There are many and various reasons why your car may not be quite what you believe it to be. The consequence of such an error is the real possibility that we will supply you with the wrong part, despite our best efforts. We urge you to give us the most detailed information you can manage, especially when ordering for older cars and for parts of the car which over the years most commonly change from the original fittings.
Here are common reasons why a simple description of a car such as a Triumph Spitfire may not be enough...
It is essential to describe the exact manufacturere model in full. The Triumph Spitfire for example was built in several variations. It was available as a hardtop as well as open-top, may have had a 1275cc or 1500cc and could be left-hand or right-hand drive, automatic or manual with or without overdrive. Many variations were found on the interior and exterior trim throughout the production life, which went from Mk I to Mk IV and finally the 1500 range.
Engine and customer options
Essentially the same car may have been offered with quite a range of different engines, with consequent changes to many other parts such as braking, suspension, steering, gearbox, drive ratios, engine mountings, wheels and fuel supply. Many of the possible variations mentioned above were also customer option choices, and we (and often the latest owner) have no way of knowing which is currently fitted without detailed inspection of the vehicle.
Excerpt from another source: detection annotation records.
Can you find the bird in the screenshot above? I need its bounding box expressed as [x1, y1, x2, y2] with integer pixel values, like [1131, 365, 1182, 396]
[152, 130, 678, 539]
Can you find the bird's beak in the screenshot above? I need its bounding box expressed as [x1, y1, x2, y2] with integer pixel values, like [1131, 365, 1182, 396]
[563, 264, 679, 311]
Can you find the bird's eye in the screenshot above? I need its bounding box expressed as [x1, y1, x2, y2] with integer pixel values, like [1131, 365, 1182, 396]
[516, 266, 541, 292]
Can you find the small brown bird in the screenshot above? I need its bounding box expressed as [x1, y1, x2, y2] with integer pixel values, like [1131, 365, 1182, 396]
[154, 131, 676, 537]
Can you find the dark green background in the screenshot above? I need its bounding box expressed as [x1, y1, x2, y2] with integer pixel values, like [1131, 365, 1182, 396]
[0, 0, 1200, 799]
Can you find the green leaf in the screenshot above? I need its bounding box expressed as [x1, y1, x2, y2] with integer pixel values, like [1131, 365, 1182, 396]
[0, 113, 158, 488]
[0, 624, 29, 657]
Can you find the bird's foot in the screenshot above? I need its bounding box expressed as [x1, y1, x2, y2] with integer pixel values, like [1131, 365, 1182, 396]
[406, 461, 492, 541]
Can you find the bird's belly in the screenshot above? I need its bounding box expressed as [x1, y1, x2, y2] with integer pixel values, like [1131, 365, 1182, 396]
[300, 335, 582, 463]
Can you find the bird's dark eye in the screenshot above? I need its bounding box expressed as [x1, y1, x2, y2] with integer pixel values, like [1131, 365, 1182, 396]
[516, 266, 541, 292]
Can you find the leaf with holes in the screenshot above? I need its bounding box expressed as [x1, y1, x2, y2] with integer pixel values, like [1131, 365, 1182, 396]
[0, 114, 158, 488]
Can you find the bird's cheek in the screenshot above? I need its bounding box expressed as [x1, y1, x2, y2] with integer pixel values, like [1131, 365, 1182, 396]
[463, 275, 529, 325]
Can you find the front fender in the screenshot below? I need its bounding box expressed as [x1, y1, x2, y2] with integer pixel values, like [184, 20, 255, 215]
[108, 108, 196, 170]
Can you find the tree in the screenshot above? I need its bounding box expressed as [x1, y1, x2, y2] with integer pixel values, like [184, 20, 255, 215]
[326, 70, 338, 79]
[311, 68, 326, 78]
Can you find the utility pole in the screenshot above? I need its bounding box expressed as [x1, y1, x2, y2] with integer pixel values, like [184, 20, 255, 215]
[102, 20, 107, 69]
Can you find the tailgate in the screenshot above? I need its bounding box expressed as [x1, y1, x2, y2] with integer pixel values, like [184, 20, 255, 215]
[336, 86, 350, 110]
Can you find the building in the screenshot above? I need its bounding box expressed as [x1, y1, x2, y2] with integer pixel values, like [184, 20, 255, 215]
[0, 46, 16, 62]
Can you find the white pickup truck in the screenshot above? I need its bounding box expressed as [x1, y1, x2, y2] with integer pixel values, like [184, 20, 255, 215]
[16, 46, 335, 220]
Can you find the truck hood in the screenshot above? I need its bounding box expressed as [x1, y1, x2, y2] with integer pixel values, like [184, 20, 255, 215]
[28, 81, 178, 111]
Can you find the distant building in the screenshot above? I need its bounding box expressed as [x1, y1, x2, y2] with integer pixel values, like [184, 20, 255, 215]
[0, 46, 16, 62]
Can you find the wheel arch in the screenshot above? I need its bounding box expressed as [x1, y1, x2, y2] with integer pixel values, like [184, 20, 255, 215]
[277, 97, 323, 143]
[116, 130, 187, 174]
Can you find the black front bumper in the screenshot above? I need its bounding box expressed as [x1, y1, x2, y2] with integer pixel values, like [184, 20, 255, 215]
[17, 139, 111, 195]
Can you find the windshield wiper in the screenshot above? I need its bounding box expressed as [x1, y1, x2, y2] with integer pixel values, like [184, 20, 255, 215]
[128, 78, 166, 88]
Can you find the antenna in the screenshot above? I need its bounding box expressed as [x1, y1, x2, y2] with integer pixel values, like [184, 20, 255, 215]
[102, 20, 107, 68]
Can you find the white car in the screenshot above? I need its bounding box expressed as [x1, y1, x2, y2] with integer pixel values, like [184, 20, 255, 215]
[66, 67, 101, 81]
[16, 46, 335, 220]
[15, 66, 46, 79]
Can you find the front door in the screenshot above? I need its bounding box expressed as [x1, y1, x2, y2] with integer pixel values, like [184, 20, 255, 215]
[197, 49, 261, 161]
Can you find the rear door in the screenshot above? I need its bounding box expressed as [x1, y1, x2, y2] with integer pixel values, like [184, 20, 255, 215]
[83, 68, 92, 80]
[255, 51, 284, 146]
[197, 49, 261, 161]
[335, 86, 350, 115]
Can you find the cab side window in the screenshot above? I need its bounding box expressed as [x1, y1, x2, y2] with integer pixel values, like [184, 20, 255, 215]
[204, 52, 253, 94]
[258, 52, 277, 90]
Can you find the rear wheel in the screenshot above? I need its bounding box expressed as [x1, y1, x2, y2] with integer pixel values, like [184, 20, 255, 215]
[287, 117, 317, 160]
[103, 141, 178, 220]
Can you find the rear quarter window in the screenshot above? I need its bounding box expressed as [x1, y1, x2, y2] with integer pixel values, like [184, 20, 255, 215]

Facelifts and model improvements
Fashion changes (facelifts) might have altered very little mechanically, but may have been substantially different in panelwork, brightwork, trim and body fittings. In the light of engineering improvements, much might have changed during a production run, particularly in terms of suspension, gearbox, and fuel system. In many cases, we can tell what should have changed in a particular car by reference to the VIN number, or the chassis number.
A car manufactured for export to say the Middle East will have had a completely different emission control system to one made for the UK, with differences to the compression ratio, fuel system, exhaust system, and body mounting points. The same applies to safety requirements of different markets, affecting bodywork, bumpers, braking and interior safety items such as seat belts and air-bags. Be aware that a car currently in country C may have arrived there via import from country B, yet was originally built for country A, with consequent confusion. The VIN number can tell us the original build standard, but it may possibly have been modified for use in another climate.
Your car may be quite different to it's original equipment condition due to both deliberate and non-deliberate alterations (i.e. accidents!). Owner-improvements can cover almost anything, but uprating the engine, braking, suspension, steering, gearbox, heating and electrics are all common. Accident damage can result in subtle panelwork changes such that when a replacement panel or door becomes necessary, it cannot be accurately mated with the rest of the body. This presupposes the bodywork is actually original - it is not unknown for example, to use a Mk II panel to repair a Mk I car !
Wear and tear
Over very high mileages, you are going to see engine, gearbox and suspension wear, which can often require replacement of parts with a slightly larger size, good examples being piston rings, valves and guides. An expert mechanic will be perfectly aware of this, and we can supply as appropriate. We also draw your attention to the impossibility of matching the exact colour of internal trim, which may have substantially darkened over the years.